Prompt Engineering Notes

In order to optimize performance for Duo Features on a smaller OS model, we will need to investigate prompting for our curated OS models.

Current base prompting simple = {question}

Current base Claude 2 format

Provider	Model	Description	Link
Mistral	Mistral 7B	system prompts to add guardrails to Mistral	https://docs.mistral.ai/platform/guardrailing/
Mistral		getting started with prompting	https://docs.mistral.ai/guides/prompting-capabilities/
Mistral		RAG	https://docs.mistral.ai/guides/basic-RAG/

This document is intended to capture combined notes on prompt engineering and how to best implement prompt engineering for model customization.

Immediate Possible Approaches

1. enable few-shot prompting
   1. provide input areas for a user to describe their examples
   2. provide input areas for the examples
   3. auto-format the examples and insert into prompt using <example></example> to wrap them
   4. suggest 3-5 examples for each type
2. enable other XML tags
3. enable function calling
   1. allow Claude to  interact with external client-side tools and functions 
   2. process

      1. user defined a function by providing Claude with a description of the function wrapped in XML tags. 

         The description should include:

         • The function name
         • A plaintext explanation of what the function does
         • The expected parameters, their types, and descriptions
         • The return values and types
         • Any exceptions that can be raised

      2. The function definitions and user question are both passed to Claude in a single prompt Claude not only needs the tools & their descriptions in order to successfully decide whether to use the tools, but likely also accompanying examples of situations in which such tools ought to be used, depending on the complexity of the use case and tools.

      3. Claude assesses the user's question and decides which function(s) to call and with what arguments

      4. Claude constructs a properly formatted function call

      5. The function call is intercepted via client code with a clear stop_sequence, and the actual function is executed on the client side

      6. The function result is passed back to Claude

      7. Claude uses the function result to formulate its final response to the user

   3. Anthropic has a early alpha tool use SDK that abstracts away the XML and lets you define and call functions using Python syntax
4. enable chain of though (CoT) using templates

Getting Started with Prompt Engineering

How LLMs are Trained, and How This Effects Prompt Engineering

Prompt Engineering Factors

context window = amount of text a language model can look back on and reference when generating new text

latency = factors that can affect latency include model size, hardware capabilities, network conditions, and the complexity of the prompt and the generated response.

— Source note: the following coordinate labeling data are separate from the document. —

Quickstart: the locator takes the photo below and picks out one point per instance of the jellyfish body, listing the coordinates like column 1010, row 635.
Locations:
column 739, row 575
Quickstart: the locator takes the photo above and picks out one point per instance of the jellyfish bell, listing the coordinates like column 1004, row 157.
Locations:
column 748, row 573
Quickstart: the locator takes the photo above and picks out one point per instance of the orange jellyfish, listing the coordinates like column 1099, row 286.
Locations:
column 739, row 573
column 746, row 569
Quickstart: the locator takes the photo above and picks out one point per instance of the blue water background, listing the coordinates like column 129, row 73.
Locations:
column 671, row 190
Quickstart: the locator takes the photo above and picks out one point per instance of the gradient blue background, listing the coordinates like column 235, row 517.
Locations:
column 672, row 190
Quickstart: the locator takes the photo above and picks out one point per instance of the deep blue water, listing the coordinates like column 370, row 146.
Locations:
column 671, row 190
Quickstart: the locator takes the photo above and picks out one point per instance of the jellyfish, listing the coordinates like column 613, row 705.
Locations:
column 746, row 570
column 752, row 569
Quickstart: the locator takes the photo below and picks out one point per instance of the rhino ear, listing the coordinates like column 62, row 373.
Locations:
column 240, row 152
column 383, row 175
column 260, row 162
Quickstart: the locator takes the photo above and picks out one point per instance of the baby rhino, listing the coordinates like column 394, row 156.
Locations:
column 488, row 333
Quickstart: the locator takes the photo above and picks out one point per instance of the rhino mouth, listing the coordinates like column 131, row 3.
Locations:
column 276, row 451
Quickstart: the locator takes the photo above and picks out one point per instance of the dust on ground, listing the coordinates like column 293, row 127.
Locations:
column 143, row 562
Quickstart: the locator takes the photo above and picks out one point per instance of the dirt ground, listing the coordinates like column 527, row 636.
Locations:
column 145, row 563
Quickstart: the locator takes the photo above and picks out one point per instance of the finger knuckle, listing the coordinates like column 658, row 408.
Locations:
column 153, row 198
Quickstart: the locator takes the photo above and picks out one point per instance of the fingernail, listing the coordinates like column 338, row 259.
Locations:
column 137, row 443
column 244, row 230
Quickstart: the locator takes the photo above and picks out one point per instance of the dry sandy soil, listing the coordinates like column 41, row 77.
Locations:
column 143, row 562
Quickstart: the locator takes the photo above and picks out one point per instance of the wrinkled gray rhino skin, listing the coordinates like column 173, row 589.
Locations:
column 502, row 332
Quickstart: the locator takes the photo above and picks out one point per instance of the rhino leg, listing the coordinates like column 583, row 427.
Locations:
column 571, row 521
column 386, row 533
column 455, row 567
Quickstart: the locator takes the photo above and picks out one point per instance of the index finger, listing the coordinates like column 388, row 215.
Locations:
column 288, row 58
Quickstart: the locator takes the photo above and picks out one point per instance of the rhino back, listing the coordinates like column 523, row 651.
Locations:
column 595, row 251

temperature = a parameter that controls the randomness of a model's predictions during text generation. Higher temperatures lead to more creative and diverse outputs, allowing for multiple variations in phrasing and, in the case of fiction, variation in answers as well. Lower temperatures result in more conservative and deterministic outputs that stick to the most probable phrasing and answers. Adjusting the temperature enables users to encourage a language model to explore rare, uncommon, or surprising word choices and sequences, rather than only selecting the most likely predictions. Using a non-zero temperature when generating responses allows for some variation in answers while maintaining coherence and relevance.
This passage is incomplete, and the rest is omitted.